This is an automated email from the ASF dual-hosted git repository.
brycemecum pushed a commit to branch main
in repository https://gitbox.apache.org/repos/asf/arrow.git
The following commit(s) were added to refs/heads/main by this push:
new 2bbd67dc42 MINOR: [Docs][Python] Document type aliasing in
pa.field/pa.schema (#44512)
2bbd67dc42 is described below
commit 2bbd67dc42c64bb5185b6b9147b777d9230e76e9
Author: Bryce Mecum <[email protected]>
AuthorDate: Wed Oct 23 13:20:56 2024 -0700
MINOR: [Docs][Python] Document type aliasing in pa.field/pa.schema (#44512)
### Rationale for this change
PyArrow supports a set of type aliases, e.g., "string" aliases to
pa.string() and these type aliases are triggered in calls to `pa.field` and
`pa.schema`. Prior to this change, these weren't documented.
Note: I didn't think we wanted to deprecate these but if any reviewers want
to discuss that let me know. The R package doesn't support a similar aliasing
mechanism.
### What changes are included in this PR?

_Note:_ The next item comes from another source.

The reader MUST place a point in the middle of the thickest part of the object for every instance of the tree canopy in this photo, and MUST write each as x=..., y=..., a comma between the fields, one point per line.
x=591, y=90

Updates to docs. One regression test.
### Are these changes tested?
Yes.
### Are there any user-facing changes?
Better docs.
Authored-by: Bryce Mecum <[email protected]>
Signed-off-by: Bryce Mecum <[email protected]>
---
python/pyarrow/tests/test_types.py | 7 +++++++
python/pyarrow/types.pxi | 28 ++++++++++++++++++++++++++--
2 files changed, 33 insertions(+), 2 deletions(-)
diff --git a/python/pyarrow/tests/test_types.py
b/python/pyarrow/tests/test_types.py
index 2a05f87615..fef350d5de 100644
--- a/python/pyarrow/tests/test_types.py
+++ b/python/pyarrow/tests/test_types.py
@@ -1153,6 +1153,13 @@ def test_field_basic():
pa.field('foo', None)
+def test_field_datatype_alias():
+ f = pa.field('foo', 'string')
+
+ assert f.name == 'foo'
+ assert f.type is pa.string()
+
+
def test_field_equals():
meta1 = {b'foo': b'bar'}
meta2 = {b'bizz': b'bazz'}
diff --git a/python/pyarrow/types.pxi b/python/pyarrow/types.pxi
index c66ac5f28d..4aa8238556 100644
--- a/python/pyarrow/types.pxi
+++ b/python/pyarrow/types.pxi
@@ -3713,8 +3713,8 @@ def field(name, type=None, nullable=None, metadata=None):
Name of the field.
Alternatively, you can also pass an object that implements the Arrow
PyCapsule Protocol for schemas (has an ``__arrow_c_schema__`` method).
- type : pyarrow.DataType
- Arrow datatype of the field.
+ type : pyarrow.DataType or str
+ Arrow datatype of the field or a string matching one.
nullable : bool, default True
Whether the field's values are nullable.
metadata : dict, default None
@@ -3746,6 +3746,11 @@ def field(name, type=None, nullable=None, metadata=None):
>>> pa.struct([field])
StructType(struct<key: int32>)
+
+ A str can also be passed for the type parameter:
+
+ >>> pa.field('key', 'int32')
+ pyarrow.Field<key: int32>
"""
if hasattr(name, "__arrow_c_schema__"):
if type is not None:
@@ -5717,6 +5722,25 @@ def schema(fields, metadata=None):
some_int: int32
some_string: string
+ DataTypes can also be passed as strings. The following is equivalent to the
+ above example:
+
+ >>> pa.schema([
+ ... pa.field('some_int', "int32"),
+ ... pa.field('some_string', "string")
+ ... ])
+ some_int: int32
+ some_string: string
+
+ Or more concisely:
+
+ >>> pa.schema([
+ ... ('some_int', "int32"),
+ ... ('some_string', "string")
+ ... ])
+ some_int: int32
+ some_string: string
+
Returns
-------
schema : pyarrow.Schema